Wednesday 1 April 2020

Secondhand bookshops

are dangerous places and I should not be allowed anywhere near one.
Now please don't misunderstand me. I love new books. I spend far too much money on new books. I like to think authors are getting at least a few cents or pence from me. Middle Cat says I would rather spend money on books than anything else. This is probably true - although I do sometimes buy yarn so that I can knit while I read...well, sort of.
But you never know what you might find in a secondhand book shop. There are books I would like to read which are long out of print and not to be found in libraries. I  have a mental list of authors in my head. I search for those on the shelves.
Our local charity shop, sadly closed for the moment, has an excellent secondhand book section. It is well organised - fiction in alphabetical order, non-fiction in subject categories. It is tidy. You can find things. I sometimes get books in there for the Senior Cat. Once in a while I will find something I have been searching for in there as well.
There are other secondhand book shops that are like that too. The books, mostly fairly modern paper backs, will be arranged in a similar way.  Yes, I can enjoy prowling the shelves. There you can find the latest "best seller" by an award winning author - obviously unread - or a political "autobiography" I happen to know was not written by the politician in question. There is "literary" fiction there - bought by people who think they "should" read something. It is obvious they have never got past the first few pages. You can find slim volumes of poetry - some good but most not - and self-published books on topics such as the sex life of one legged birds. All of them obviously read by very few, if any.
But it is the other sort of second hand book shop I really love - where the books are piled high, stacked at all sorts of angles into the shelves or on the floor and on the stools and chairs. The books will be old. The books will be out of print. They will have come from homes where they were loved.

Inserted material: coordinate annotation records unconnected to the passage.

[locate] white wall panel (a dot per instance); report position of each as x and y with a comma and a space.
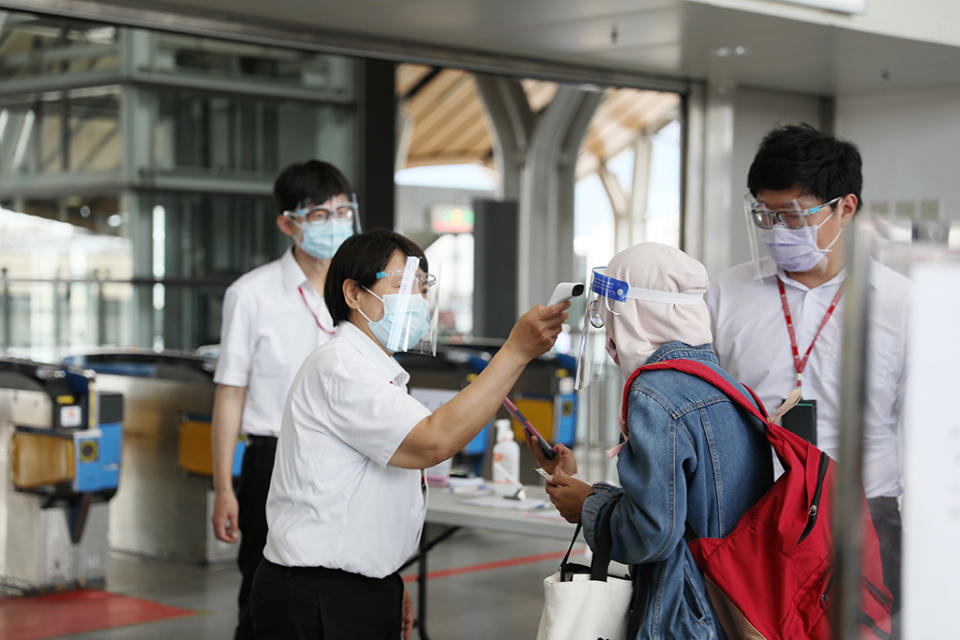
909, 144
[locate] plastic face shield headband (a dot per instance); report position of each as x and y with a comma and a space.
308, 212
410, 314
789, 216
605, 294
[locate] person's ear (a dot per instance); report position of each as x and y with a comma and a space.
351, 293
287, 226
847, 207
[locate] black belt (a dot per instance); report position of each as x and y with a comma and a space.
261, 441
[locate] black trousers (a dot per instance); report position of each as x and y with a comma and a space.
252, 500
314, 603
885, 513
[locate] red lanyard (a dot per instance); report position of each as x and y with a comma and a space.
310, 309
799, 364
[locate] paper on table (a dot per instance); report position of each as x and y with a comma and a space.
504, 503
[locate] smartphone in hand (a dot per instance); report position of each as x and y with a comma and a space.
529, 429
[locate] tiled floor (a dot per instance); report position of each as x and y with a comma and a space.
503, 602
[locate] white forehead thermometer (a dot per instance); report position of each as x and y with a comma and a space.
565, 291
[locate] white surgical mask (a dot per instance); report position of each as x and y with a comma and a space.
322, 238
796, 250
414, 322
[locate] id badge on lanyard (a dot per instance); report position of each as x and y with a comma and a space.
802, 419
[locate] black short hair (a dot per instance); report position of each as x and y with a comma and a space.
360, 258
799, 155
306, 183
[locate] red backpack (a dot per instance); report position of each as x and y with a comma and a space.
771, 577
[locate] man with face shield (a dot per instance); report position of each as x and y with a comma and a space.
777, 320
273, 317
348, 496
690, 463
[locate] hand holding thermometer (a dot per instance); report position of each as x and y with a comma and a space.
529, 429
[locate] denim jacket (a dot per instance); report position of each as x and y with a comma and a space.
693, 464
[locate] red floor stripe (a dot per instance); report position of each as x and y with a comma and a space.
71, 612
499, 564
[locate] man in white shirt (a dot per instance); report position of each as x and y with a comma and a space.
777, 322
273, 317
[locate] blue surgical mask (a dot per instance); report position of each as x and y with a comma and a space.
408, 328
322, 238
795, 250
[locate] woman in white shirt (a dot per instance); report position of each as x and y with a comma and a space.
347, 498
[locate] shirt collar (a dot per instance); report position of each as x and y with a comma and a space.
291, 273
372, 352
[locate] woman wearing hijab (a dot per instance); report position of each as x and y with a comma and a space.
692, 463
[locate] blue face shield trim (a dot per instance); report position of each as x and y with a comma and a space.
609, 287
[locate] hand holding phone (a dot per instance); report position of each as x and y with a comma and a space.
565, 291
529, 430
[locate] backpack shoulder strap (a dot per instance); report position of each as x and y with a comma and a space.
706, 373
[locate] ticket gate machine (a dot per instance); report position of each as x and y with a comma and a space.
165, 503
60, 447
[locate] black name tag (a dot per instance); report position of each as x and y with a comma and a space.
802, 420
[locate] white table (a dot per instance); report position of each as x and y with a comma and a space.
447, 509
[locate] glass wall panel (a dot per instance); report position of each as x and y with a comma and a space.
71, 131
237, 135
329, 76
46, 46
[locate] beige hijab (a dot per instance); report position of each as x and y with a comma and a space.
643, 326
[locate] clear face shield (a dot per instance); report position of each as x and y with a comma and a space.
324, 227
409, 318
785, 234
605, 301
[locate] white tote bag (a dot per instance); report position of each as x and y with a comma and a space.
585, 603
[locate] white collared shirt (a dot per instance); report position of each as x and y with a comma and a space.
334, 501
269, 328
752, 343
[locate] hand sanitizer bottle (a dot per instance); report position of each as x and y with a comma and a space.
506, 455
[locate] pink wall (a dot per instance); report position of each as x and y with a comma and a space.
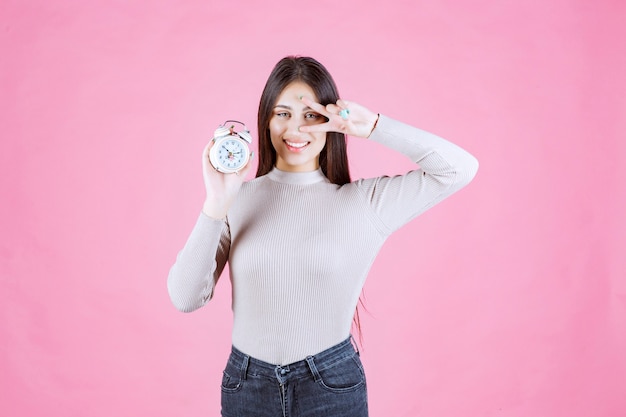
507, 300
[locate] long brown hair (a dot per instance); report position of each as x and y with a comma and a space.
334, 156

Their spines will be creased. You can find the occasional pressed flower. There will be the newspaper cutting announcing a birth or, more likely, a death. There will be the letter or the recipe slipped between the pages of the most unlikely book. 
Such places are blessedly silent.
And the owner will look at you when you prowl in. They will give you a knowing nod and return to the book in their hands and leave you to go hunting alone. You understand each other perfectly. This isn't a "Can I help you?" sort of place. It is simply a place where readers, real readers, understand one another.
 

2 comments:

Holly said...

and we all miss the time, right now where puttering around in a bookstore would bring both comfort and a bit of quiet

jeanfromcornwall said...

You are describing my idea of heaven - apart from the few bins of second hand wool - stash remnants and the like.